La matière active cuivre est réputée s’accumuler dans les sols, inhiber l’activité microbienne, et rendre le sol toxique pour les cultures. Métal lourd, le cuivre est également suspecté d’être nuisible à la santé humaine et faunistique. Il reste, malgré tout à ce jour, indispensable à la gestion de maladies cryptogamiques en vigne tel le mildiou. Dans un contexte règlementaire qui tend à se durcir, peut-on sinon exclure, au moins diminuer son utilisation ?
Les analyses présentées ici sont le fruit du travail d’un groupe Dephy Ferme – Ecophyto, de l’association Agribio du Tarn et Garonne, accompagné par le réseau Bio Occitanie. Pour anticiper la réglementation et trouver des solutions de remplacement du cuivre, le groupe a décidé de formaliser ces travaux sur la diminution des doses en production de raisin de table bio, avec des stratégies différenciées ainsi que des objectifs de production contrastés. Le projet se développe depuis 2016 et les exploitations suivies se situent à 20 km aux alentours de Moissac.
Les protocoles pleins champs ont été co-construits avec les producteurs puis appliqués et ajustés d’année en année depuis 2016. Il s’agit de tester trois programmes d’intervention en conditions naturelles : « usuel», « complexe de plantes », et « substitution ». La dynamique d’apparition des symptômes de maladie du mildiou a été mesurée par comptages, les conditions météorologiques sont suivies dans le bulletin technique bio raisin de table hebdomadaire et les observations sont réalisées sur la période d’avril à août.
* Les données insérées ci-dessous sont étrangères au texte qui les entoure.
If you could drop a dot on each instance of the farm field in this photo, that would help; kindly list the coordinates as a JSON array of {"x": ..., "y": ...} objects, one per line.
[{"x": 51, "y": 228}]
Trois programmes d’intervention :
Le tableau ci-dessous récapitule les programmes choisis en fonction des objectifs de rendements et des systèmes de culture et de commercialisation.
Tableau 1. Caractéristiques et objectifs des programmes
PROGRAMME | Programme usuel producteur | Programme complexe de plante | Programmes substitutions |
Surface totale | 25 ha | 82 ha | 6.4 ha |
Surface raisin | 5,45 ha | 4,5 ha | 2.5 ha |
Objectifs de rendement en raisin | 8 t/ha à court terme,
10 t à long terme |
9 t/ha en moyenne | 6 t/ha |
Système de commercialisation | 100 % Saveurs du Quercy | Quercy =
80 % Saveurs du Quercy 20 % jus |
75 % Saveurs du Quercy
25 % vente directe |
Usuel :
Un producteur travaille sur la diminution des doses de cuivre avec des passages plus fréquents et en adaptant le volume hectare à la surface foliaire. Il aboutit actuellement à une diminution de moitié voire des 2/3 de cuivre utilisé pour le même résultat.
Complexe de plantes :
Un producteur a, dès 2016, voulu utiliser une combinaison d’extraits végétaux issus du commerce pour remplacer le cuivre mais a rapidement été amené à réintroduire du cuivre à petite dose. Son parcours amène à envisager des formes hybrides de traitement, permettant, en utilisant des compléments de lutte, et dans un programme précis, de réduire à moins de 3 KG les doses de cuivre.
Substitution :
Un producteur expérimente l’utilisation de plusieurs extraits hydro-alcooliques de végétaux (saule, tanin…) associés avec du talc, du vinaigre et des micro-doses de cuivre. Il est parvenu ainsi à diminuer de plus de la moitié ses doses de cuivres (déjà inférieures au producteur 1).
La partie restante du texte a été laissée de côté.